# Waxstock 2015



## WHIZZER (Oct 25, 2005)

The Weekend is nearly here for Waxstock 2015 ...

Waxstock is at the Jaguar Exhibition Hall at the Ricoh Arena in Coventry. The postcode is CV6 6GE and the Arena is well signposted and close to major routes, including the M1, M6 and M40. Getting to Waxstock has never been easier.

Lots to do

Demo Bar
Arrive and Shine 
DW top 16
Traders 
Car club boot camp

Make sure you come and check out the DW stand and support us - come and pick a sticker up - free samples - chance to win products and much more

We will have sonax, powermaxed, carplan, ledlenser, dw merchandise, a special one off and maybe a NEW wax !!!!!


----------



## Kimo (Jun 7, 2013)

Crept round too quick. Nowhere near ready and its hammering down now


----------



## JJ0063 (Apr 1, 2014)

Looking forward to it. Car hasn't been washed in a month/1500 miles so is absolutely filthy and won't be cleaned either.. so I'll hide it in the far end of the car park lol.
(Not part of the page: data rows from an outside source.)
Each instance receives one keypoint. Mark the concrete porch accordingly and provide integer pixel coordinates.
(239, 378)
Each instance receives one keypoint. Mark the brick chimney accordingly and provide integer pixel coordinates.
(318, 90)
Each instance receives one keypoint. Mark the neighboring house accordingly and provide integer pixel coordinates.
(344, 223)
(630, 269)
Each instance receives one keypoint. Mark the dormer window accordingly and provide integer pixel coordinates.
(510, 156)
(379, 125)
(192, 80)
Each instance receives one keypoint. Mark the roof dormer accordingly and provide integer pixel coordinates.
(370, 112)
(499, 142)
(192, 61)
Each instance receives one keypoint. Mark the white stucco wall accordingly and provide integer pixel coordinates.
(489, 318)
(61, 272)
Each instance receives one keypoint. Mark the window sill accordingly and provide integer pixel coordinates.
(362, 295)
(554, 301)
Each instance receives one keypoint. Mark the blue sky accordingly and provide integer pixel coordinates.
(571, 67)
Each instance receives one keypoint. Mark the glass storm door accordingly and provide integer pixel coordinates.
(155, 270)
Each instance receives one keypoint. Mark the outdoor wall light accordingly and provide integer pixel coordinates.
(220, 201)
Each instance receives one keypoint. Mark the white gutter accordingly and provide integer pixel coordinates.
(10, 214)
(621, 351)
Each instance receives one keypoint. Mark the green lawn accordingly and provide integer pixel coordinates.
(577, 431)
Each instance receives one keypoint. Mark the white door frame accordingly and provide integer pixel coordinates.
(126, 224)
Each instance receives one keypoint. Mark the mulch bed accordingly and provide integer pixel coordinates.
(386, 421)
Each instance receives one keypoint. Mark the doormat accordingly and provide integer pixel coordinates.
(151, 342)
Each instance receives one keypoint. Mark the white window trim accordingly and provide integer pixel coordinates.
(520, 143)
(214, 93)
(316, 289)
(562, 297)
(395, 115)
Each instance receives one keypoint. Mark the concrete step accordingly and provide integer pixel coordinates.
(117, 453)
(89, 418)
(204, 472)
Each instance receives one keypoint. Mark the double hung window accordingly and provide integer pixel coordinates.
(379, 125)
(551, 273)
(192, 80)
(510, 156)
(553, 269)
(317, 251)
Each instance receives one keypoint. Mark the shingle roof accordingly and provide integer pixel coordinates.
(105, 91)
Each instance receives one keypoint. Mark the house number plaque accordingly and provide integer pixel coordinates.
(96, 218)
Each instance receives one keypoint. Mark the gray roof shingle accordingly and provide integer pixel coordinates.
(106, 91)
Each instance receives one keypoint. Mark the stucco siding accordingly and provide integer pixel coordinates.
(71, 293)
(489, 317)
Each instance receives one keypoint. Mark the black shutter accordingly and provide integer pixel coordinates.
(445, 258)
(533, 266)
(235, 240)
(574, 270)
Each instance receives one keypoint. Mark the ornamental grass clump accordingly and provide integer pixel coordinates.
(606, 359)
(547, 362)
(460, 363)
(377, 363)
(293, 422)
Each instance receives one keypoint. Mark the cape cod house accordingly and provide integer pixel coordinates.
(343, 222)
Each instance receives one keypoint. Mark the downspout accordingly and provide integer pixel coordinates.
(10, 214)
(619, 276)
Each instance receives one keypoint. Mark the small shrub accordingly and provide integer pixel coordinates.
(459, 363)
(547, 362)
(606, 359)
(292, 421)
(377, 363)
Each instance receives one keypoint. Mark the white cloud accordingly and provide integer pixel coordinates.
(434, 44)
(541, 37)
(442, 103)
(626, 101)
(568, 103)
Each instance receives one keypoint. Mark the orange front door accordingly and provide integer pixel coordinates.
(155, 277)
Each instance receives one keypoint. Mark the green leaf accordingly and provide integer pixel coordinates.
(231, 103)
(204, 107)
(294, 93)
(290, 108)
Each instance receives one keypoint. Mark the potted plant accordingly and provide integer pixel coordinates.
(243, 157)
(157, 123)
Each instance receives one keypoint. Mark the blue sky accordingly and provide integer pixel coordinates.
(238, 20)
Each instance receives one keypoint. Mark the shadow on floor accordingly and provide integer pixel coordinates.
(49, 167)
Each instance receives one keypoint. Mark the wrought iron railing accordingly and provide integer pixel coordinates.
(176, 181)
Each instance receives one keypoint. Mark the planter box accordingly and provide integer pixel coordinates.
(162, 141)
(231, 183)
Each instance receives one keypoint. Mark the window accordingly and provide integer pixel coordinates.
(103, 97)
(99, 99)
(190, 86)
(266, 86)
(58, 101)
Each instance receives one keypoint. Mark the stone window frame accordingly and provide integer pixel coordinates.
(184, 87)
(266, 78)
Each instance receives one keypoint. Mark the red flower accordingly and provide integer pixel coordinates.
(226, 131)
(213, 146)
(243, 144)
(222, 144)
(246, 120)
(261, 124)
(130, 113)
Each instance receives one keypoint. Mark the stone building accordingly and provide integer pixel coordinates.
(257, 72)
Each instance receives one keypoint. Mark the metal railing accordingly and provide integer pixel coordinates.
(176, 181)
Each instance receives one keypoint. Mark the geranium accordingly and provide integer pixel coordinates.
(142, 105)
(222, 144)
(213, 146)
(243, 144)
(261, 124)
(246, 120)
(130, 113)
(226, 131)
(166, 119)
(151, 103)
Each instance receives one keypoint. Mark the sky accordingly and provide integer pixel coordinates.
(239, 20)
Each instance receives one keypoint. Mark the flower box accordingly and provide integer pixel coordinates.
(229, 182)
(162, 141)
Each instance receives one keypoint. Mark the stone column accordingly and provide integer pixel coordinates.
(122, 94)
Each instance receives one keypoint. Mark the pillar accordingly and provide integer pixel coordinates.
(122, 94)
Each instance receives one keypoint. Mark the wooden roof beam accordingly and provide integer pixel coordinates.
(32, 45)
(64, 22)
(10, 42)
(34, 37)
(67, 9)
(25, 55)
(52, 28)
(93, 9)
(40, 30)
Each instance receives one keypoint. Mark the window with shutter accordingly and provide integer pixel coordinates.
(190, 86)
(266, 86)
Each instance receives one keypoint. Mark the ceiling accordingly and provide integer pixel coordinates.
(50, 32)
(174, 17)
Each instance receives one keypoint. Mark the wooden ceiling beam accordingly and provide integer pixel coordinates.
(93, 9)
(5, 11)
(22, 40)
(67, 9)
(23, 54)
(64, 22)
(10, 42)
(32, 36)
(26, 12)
Will certainly be coming to get some DW stickers and leave with as many freebies as possible from various companies as I'm skint & it's fallen before pay day!


----------



## muzzer (Feb 13, 2011)

I'll be there, hide your biccies :lol:


----------



## Cookies (Dec 10, 2008)

Somebody say biccies???? 😤


----------



## muzzer (Feb 13, 2011)

Cookies said:


> Somebody say biccies???? 😤


Yes i did, specifically Maryland cookies :thumb: :lol:


----------



## Cookies (Dec 10, 2008)

Double or triple chocolate chip???????


----------



## muzzer (Feb 13, 2011)

Cookies said:


> Double or triple chocolate chip???????


Pfftt.....please, triple choc


----------



## Starburst (Oct 10, 2014)

We are looking forward to it. Roll on Sunday.


----------



## WHIZZER (Oct 25, 2005)

muzzer42 said:


> Yes i did, specifically Maryland cookies :thumb: :lol:


Make sure you bring some


----------



## muzzer (Feb 13, 2011)

WHIZZER said:


> Make sure you bring some


The hell with that, i'm pinching yours Bill :thumb:


----------



## subarufreak (Oct 20, 2013)

would this event be wurth it to come over from belgium? as a detailing enthousiast?


----------



## Cookies (Dec 10, 2008)

muzzer42 said:


> The hell with that, i'm pinching yours Bill :thumb:


Hang on a second. If there is any pinching of the cookie to be done, it'll be done by me lol.

I'd love to come over for this Waxstock guys. Just left it too late.

Ah well, hopefully I may read a wee bit about it on here.


----------



## JJ0063 (Apr 1, 2014)

I'm buying tickets on the day & live 2.5hrs away, do I need to be there bang on 8AM or will I be ok to arrive at 9ish?


----------



## Kimo (Jun 7, 2013)

JJ0063 said:


> I'm buying tickets on the day & live 2.5hrs away, do I need to be there bang on 8AM or will I be ok to arrive at 9ish?


Arrive whenever, it's a pretty chill show


----------



## Alfa male (Jun 16, 2009)

JJ0063 said:


> I'm buying tickets on the day & live 2.5hrs away, do I need to be there bang on 8AM or will I be ok to arrive at 9ish?


I wouldn't get there bang on 8am as it doesn't open until 9.30am according to the website


----------



## rojer386 (Mar 15, 2008)

First time for me and I'm really looking forward to it.


----------



## DiM3ch (May 5, 2011)

Will be sure to swing by, show my face and see what's in store!


----------



## Alfa male (Jun 16, 2009)

Does anyone know if card payments will be accepted generally? I'm assuming so but thought it best to double check to avoid disappointment


----------



## mkv (Jun 12, 2008)

Most traders do... Cant think of any traders that wont.... Cashmachine in the foyer of the arena if you get caught short.


----------



## Wolfstein (Jan 18, 2011)

subarufreak said:


> would this event be wurth it to come over from belgium? as a detailing enthousiast?


That depends on you really. How much would you be willing to travel and pay for an event such as this.
I mean, I flew in from Finland yesterday just for the Waxstock. And I'm not a trader, just a hobbyist


----------



## Pittsy (Jun 14, 2014)

Soooooo, what's the blue thing? Is it for jaffa cakes?


----------



## WHIZZER (Oct 25, 2005)

Pittsy said:


> Soooooo, what's the blue thing? Is it for jaffa cakes?


I'll try and put a pic up later


----------